There is no hiding Kernel is a demanding game. It hammers you with long stages with insufficient save points, enemies that fire with unerring accuracy, large maps with many variables, and allies of limited usefulness. There are areas where you are expected to die a few times before identifying a correct route and the strategy that matches it. You cannot beat the game thinking only on the fly; you must make provision for the last moment as well as the first and finish the stage in a way that feels, above all, rewarding. Being an unaugmented soldier facing augmented ones, you do not expect to win every fight.

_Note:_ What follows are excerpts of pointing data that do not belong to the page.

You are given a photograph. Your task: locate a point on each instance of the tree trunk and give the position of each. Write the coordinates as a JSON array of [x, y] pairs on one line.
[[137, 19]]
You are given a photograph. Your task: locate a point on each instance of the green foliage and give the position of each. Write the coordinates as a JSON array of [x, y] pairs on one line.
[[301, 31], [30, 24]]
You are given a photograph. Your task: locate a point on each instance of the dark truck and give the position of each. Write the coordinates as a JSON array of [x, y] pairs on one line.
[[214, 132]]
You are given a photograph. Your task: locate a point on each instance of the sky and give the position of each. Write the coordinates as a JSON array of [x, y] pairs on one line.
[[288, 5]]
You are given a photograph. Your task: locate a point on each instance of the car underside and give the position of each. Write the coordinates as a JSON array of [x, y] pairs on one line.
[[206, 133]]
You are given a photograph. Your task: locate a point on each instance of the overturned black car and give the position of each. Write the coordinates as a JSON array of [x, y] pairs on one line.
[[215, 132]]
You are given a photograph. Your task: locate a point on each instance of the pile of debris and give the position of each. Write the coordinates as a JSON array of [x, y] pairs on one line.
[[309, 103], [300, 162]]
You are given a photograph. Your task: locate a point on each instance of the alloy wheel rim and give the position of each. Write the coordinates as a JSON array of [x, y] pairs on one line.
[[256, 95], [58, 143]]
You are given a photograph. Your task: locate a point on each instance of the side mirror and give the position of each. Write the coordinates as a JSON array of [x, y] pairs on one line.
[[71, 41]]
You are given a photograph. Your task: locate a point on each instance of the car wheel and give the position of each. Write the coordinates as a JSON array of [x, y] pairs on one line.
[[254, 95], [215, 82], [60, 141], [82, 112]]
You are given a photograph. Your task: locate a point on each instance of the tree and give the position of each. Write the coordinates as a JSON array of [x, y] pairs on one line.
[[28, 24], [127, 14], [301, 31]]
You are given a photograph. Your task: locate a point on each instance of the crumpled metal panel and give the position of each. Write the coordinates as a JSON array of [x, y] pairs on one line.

The programmers were conservative on second chances, alternate routs, and reaction time; in their place, you have unlimited lives and continues, and neither death nor game over resets progress. This is a good gesture but takes the player out of the game world, which the remastered edition would do well to correct. I should not be surprised if many players will not be able to see the good ending without resorting to codes.
— Digital World, Dec. 2015
There is a very obvious and obstinate flaw in Kernel, and that is the UI. It looks like a beehive and responds like one too. Menus pop up all over the place upon a single keystroke or mouse-over, and the options are organized in a way not at all intuitive to the new player. There is a certain logic to them after playing the game for some hours, but not without deliberate study. It seems the only way to change the UI is through the command-line terminal, which sets us back to the 80s in a game that is supposed to be in 2067; there is nothing more immersion-breaking than reprogramming the game in the middle of an intense firefight. The UI squats on the landscape that must have taken a fortune to create.
— Gaming on PC, September 2015
Quotes
- "Don't kill him! That was not his choice!"
- "You are a real monster; you just killed someone who a bullet for you in cold blood!"
- "Sorry, we have to carry on without you."—When the protagonist suffers from excessive "mental entropy" and is killed by CPU allies.
Trivia
- Kernel was teased in an April fool's day demo called 1867.
- The Themiclesian Marines, featured in the demo, are only a cameo in the finished game. A marine is shown in Base A leaving his plasma rifle on a table to make a cup of coffee, and then he leaves for "shooting practice" with only the coffee. The player can pick up the rifle but cannot equip it because his fingerprint does not unlock it.
- The enemy state is left unidentified at all times, leading to speculation what it really represents. Attic Games, which executed the substantive development, said that the writer left it intentionally ambiguous, as Remit was a video game, not a policy paper. The enemy country only needs to provide adequate challenge and not represent an actual country.